An allegedly unjust house of cards built by the Bush administration and the U.S. Department of Justice, detailed in a Jackson Free Press cover story last week, seems to be starting to fall as a congressional investigation of possible selective political prosecutions starts to heat up, leaving Republican appointees, including Mississippi's U.S. Attorney Dunn Lampton, in the glare of public scrutiny.
As reported last week, the DOJ had just filed a motion with the 11th U.S. Circuit Court of Appeals asking that their earlier appeals of former Alabama Gov. Don Siegelman's sentences be dropped. Prosecutors, at the time of Siegelman's conviction, had appealed for a 30-year prison sentence for Siegelman.
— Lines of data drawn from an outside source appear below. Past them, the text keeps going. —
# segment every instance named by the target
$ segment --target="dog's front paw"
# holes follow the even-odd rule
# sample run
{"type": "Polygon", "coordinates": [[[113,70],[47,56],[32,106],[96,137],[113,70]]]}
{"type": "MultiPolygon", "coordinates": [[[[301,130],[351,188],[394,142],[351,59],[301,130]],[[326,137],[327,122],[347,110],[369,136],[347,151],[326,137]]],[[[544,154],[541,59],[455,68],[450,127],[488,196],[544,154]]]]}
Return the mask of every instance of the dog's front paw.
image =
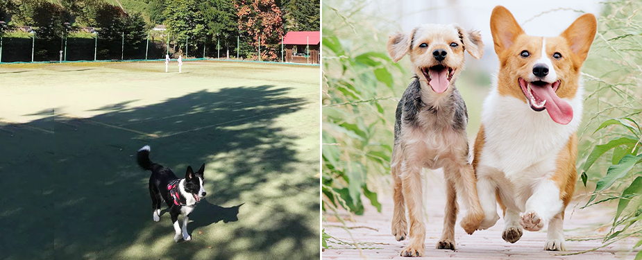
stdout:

After that story went to press, federal prosecutors last week also dropped their earlier appeal for a 25-year prison sentence for former HealthSouth CEO Richard Scrushy, who was handed more than six years in prison as part of the Siegelman prosecution.
In 2006, a jury convicted Siegelman of bribery and other charges for appointing Scrushy to the Alabama hospital Certificate of Need Board, in exchange for Scrushy arranging $500,000 in donations to Siegelman's state-lottery campaign. Prosecutors did not have to show proof of quid pro quo in their case, however, similar to the federal case against Mississippi attorney Paul Minor and Judges Wes Teel and John Whitfield.
Minor has joined Mississippi Supreme Court Justice Oliver Diaz and Siegelman in accusing former White House adviser Karl Rove of using the DOJ to target Democrats. In March, that allegation held enough water for the 11th U.S. Circuit Court of Appeals in Alabama to grant Siegelman his request for bond pending an appeal, delaying his seven-year sentence.
The House Judiciary Committee is currently investigating the allegations, but as the investigation continueswith Rove ducking congressional subpoenassome of the cases alleged to be the results of the misuse of the justice system are unraveling under scrutiny.
Siegelman alleges that the prosecution's case is racked by conflict-of-interest issues. Alabama U.S. attorneys prosecuting his case, including Leura Canary, had connections with his political opponents, and unleashed a string of indictments as juries repeatedly found Siegelman not guilty.
Prosecutors did not explain why they dropped their appeal for a 30-year sentence in their filing, though Siegelman's lawyer, Vince Kilborn, said Congress' investigation may have something to do with it.
"The government is getting real nervous over the overreaching position the prosecutors took at trial. Asking for 30 years is making them look vindictive. ... The average sentence for murder in Alabama is about less than 20 years. ... [T]his case is the national poster child for injustice, so they are trying to put lipstick on the pig," Kilborn told the JFP.
The DOJ's Office of Professional Responsibility told the House Judiciary Committee May 5 that it would investigate suspicions of abuse by the DOJ. Raw Story (rawstory.com) reported last week that OPR is concentrating some of its energy upon Canary, and Mississippi U.S. Attorney Dunnica Lampton, who unveiled the cases against Minor, Diaz, Teel and Whitfield. Their offices, according to Raw Story's sources, are also being probed.
Additionally, Raw Story reported that anonymous sources connected to the OPR investigation claim Lampton is alleged to have shared the confidential income tax returns of a prosecution target with "non-authorized" individuals, possibly turning the investigation against Lampton into a criminal investigation. Lampton did not returns calls for comment.
Diaz, who fought off a tax-evasion indictment by Lampton soon after he failed to prosecute Diaz for corruption, told the JFP that he had no knowledge of his tax information being shared with un-authorized people, and could not confirm if he was the victim in question. "I can't say I've been told anything about that investigation at this point," Diaz said.
The tide may also be turning in other states. Last week, a Michigan jury acquitted Southfield attorney Geoffrey Fieger and attorney Ven Johnson of making illegal campaign contributionsagain a popular charge of the U.S. Department of Justice during Rove's tenure. Both of the Michigan attorneys were accused of contributing more than $100,000 in political donations to the 2004 campaign of Presidential hopeful John Edwards.
Fieger, a Democrat who ran for governor of Michigan in 1998, has publicly stated that he believed his own prosecution was a deliberate political attack under the direction of the White House.
"I hope this will put an end to political prosecutions in the age of Mr. Bush," Fieger told reporters last week after the jury found him not guilty.